I am using mysql2sqlite.sh from script Github to change my mysql database to sqlite. But the problem i am getting is that in my table the data 'E-001' gets changed to 'E?001'.
I have no idea how to modify the script to get the required result. Please help me.
the script is
#!/bin/sh
# Converts a mysqldump file into a Sqlite 3 compatible file. It also extracts the MySQL `KEY xxxxx` from the
# CREATE block and create them in separate commands _after_ all the INSERTs.
# Awk is choosen because it's fast and portable. You can use gawk, original awk or even the lightning fast mawk.
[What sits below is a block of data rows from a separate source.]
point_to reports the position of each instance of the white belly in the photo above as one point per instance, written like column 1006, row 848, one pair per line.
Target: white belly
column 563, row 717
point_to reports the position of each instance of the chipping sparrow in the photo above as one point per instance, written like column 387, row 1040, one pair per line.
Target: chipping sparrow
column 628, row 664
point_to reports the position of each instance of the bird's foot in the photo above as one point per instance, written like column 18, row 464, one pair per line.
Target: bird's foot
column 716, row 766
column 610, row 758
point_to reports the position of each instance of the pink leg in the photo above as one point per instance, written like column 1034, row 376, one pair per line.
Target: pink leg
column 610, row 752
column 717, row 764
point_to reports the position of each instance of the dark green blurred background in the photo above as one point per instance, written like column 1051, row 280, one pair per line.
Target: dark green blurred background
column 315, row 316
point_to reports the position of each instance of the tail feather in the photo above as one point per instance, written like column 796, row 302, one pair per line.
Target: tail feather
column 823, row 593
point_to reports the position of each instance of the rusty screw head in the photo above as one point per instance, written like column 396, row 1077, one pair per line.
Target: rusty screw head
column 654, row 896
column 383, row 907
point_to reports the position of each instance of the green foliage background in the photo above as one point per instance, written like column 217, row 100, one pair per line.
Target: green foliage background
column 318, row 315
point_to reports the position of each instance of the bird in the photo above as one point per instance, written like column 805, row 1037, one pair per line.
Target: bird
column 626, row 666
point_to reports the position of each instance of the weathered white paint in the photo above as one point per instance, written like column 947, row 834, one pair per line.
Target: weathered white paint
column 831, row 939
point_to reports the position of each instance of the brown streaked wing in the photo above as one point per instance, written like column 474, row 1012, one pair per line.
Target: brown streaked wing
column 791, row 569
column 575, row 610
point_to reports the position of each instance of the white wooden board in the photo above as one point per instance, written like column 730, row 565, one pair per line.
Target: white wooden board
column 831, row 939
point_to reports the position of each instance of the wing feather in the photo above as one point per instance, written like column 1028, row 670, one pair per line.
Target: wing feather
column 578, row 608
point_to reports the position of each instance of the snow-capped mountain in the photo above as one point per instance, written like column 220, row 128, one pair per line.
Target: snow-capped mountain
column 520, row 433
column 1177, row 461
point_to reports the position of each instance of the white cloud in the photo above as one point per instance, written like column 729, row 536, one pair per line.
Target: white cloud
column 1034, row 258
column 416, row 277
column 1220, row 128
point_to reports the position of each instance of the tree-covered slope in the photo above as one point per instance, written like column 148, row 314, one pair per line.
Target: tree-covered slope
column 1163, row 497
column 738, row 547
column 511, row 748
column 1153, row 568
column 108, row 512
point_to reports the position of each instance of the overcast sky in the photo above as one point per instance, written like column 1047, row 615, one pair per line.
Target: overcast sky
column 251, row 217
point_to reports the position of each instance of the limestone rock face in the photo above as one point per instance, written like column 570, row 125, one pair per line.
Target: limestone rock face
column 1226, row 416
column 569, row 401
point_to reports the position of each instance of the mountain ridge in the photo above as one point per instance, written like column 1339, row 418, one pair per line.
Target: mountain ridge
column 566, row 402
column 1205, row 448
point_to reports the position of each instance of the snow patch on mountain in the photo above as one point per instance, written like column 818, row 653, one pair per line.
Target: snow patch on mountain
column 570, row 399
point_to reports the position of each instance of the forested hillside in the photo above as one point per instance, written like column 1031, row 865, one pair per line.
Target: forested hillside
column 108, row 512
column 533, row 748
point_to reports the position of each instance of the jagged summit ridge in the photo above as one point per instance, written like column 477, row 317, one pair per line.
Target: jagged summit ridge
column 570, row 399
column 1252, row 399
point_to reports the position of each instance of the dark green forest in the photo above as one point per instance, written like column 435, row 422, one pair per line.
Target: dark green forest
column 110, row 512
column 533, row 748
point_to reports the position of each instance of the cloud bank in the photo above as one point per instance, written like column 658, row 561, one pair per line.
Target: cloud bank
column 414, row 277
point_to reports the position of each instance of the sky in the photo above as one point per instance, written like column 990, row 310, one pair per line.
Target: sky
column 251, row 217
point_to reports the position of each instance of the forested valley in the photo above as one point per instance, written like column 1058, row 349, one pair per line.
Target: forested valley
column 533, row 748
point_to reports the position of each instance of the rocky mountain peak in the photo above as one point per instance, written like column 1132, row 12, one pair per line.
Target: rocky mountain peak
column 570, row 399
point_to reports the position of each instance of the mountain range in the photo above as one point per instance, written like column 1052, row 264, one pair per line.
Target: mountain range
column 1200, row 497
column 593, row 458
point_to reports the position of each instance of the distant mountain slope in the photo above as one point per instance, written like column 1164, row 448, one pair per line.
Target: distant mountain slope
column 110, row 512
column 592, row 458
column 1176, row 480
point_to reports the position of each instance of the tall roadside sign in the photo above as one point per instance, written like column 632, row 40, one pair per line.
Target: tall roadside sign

# The mysqldump file is traversed only once.
# Usage: $ ./mysql2sqlite mysqldump-opts db-name | sqlite3 database.sqlite
# Example: $ ./mysql2sqlite --no-data -u root -pMySecretPassWord myDbase | sqlite3 database.sqlite
# Thanks to and #artemyk and #gkuenning for their nice tweaks.
mysqldump --compatible=ansi --skip-extended-insert --compact "$#" | \
awk '
BEGIN {
FS=",$"
print "PRAGMA synchronous = OFF;"
print "PRAGMA journal_mode = MEMORY;"
print "BEGIN TRANSACTION;"
}
# CREATE TRIGGER statements have funny commenting. Remember we are in trigger.
/^\/\*.*CREATE.*TRIGGER/ {
gsub( /^.*TRIGGER/, "CREATE TRIGGER" )
print
inTrigger = 1
next
}
# The end of CREATE TRIGGER has a stray comment terminator
/END \*\/;;/ { gsub( /\*\//, "" ); print; inTrigger = 0; next }
# The rest of triggers just get passed through
inTrigger != 0 { print; next }
# Skip other comments
/^\/\*/ { next }
# Print all `INSERT` lines. The single quotes are protected by another single quote.
/INSERT/ {
gsub( /\\\047/, "\047\047" )
gsub(/\\n/, "\n")
gsub(/\\r/, "\r")
gsub(/\\"/, "\"")
gsub(/\\\\/, "\\")
gsub(/\\\032/, "\032")
print
next
}
# Print the `CREATE` line as is and capture the table name.
/^CREATE/ {
print
if ( match( $0, /\"[^\"]+/ ) ) tableName = substr( $0, RSTART+1, RLENGTH-1 )
}
# Replace `FULLTEXT KEY` or any other `XXXXX KEY` except PRIMARY by `KEY`
/^ [^"]+KEY/ && !/^ PRIMARY KEY/ { gsub( /.+KEY/, " KEY" ) }
# Get rid of field lengths in KEY lines
/ KEY/ { gsub(/\([0-9]+\)/, "") }
# Print all fields definition lines except the `KEY` lines.
/^ / && !/^( KEY|\);)/ {
gsub( /AUTO_INCREMENT|auto_increment/, "" )
gsub( /(CHARACTER SET|character set) [^ ]+ /, "" )
gsub( /DEFAULT CURRENT_TIMESTAMP ON UPDATE CURRENT_TIMESTAMP|default current_timestamp on update current_timestamp/, "" )
gsub( /(COLLATE|collate) [^ ]+ /, "" )
gsub(/(ENUM|enum)[^)]+\)/, "text ")
gsub(/(SET|set)\([^)]+\)/, "text ")
gsub(/UNSIGNED|unsigned/, "")
if (prev) print prev ","
prev = $1
}
# `KEY` lines are extracted from the `CREATE` block and stored in array for later print
# in a separate `CREATE KEY` command. The index name is prefixed by the table name to
# avoid a sqlite error for duplicate index name.
/^( KEY|\);)/ {
if (prev) print prev
prev=""
if ($0 == ");"){
print
} else {
if ( match( $0, /\"[^"]+/ ) ) indexName = substr( $0, RSTART+1, RLENGTH-1 )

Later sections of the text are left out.